Through all of the last three years, Jessica says she has grown to have more respect for the finishing process than she initially had when New Frontier Armory would send work out to be finished. Doing the process herself — and seeing what variables needed to be overcome to deliver a quality finish — has opened her eyes to the difficulties of the anodizing process.
“We see a lot of customers who come in and just want us to throw the parts in the tank,” Jessica says. “But when you see first-hand that it is an extensive process — and knowing the density of the material and the type of metal you are finishing — then you realize that each run is unique.”
Training Proves Instantly Valuable
Mike says the training at Chemeon has been instrumental in helping the shop get even better at the application part of the anodizing process, as well as improving their overall operations.
“When we got back from the training, we were immediately able to cut our run times down,” he says. “We are more efficient just off the things we learned in two days. We also learned that we have to continue to invest in self-improvement and getting better at everything we do.”
The Chemeon training was so impactful that Jessica says she is signing up for the two-day course taught by Dr. Sjon Westre, Chemeon’s Senior Vice President of Technology.

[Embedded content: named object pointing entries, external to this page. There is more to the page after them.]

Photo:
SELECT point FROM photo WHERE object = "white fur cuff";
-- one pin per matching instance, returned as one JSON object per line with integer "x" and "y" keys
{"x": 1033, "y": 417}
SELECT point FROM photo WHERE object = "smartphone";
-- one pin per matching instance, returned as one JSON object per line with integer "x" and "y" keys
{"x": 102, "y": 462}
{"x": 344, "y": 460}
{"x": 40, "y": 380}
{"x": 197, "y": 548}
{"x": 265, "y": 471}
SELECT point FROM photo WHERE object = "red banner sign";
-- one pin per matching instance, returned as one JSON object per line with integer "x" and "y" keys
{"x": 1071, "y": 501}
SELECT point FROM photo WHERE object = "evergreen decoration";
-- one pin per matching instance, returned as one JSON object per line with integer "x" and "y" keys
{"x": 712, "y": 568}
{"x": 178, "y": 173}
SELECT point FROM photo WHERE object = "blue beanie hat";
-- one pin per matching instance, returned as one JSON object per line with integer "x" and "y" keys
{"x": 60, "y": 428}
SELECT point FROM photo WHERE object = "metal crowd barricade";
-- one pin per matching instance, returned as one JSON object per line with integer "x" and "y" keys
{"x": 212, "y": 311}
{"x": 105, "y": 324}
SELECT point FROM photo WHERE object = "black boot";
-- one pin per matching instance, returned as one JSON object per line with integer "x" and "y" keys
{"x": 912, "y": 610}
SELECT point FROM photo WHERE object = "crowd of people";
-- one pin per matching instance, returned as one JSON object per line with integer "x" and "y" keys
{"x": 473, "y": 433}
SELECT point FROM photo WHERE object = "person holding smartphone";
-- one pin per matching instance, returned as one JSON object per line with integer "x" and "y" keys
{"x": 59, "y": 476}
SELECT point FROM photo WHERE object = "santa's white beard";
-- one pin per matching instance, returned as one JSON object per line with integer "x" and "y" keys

“One thing I heard when we started the anodizing line was the hardest part of the job is to produce high-quality parts consistently, and that is what we are striving for,” Jessica says. “We have figured that part out, and I’m happy that our team is so good at cranking out good parts.”
The next phase is growing Vegas Metal Finishing and fulfilling her late husband’s prophecy that adding an anodizing business was a good strategy. Jessica says as she grows into the business, she is starting to see more of what Dave’s vision was from the beginning.
“I’m not going to say I totally saw what he was trying to do when he talked about starting Vegas Metal Finishing a few years back, but it has become more clear where he saw where this was headed,” she says. “It’s like he has left me these little crumbs along the way to show me what he had in mind, and it is all coming together.”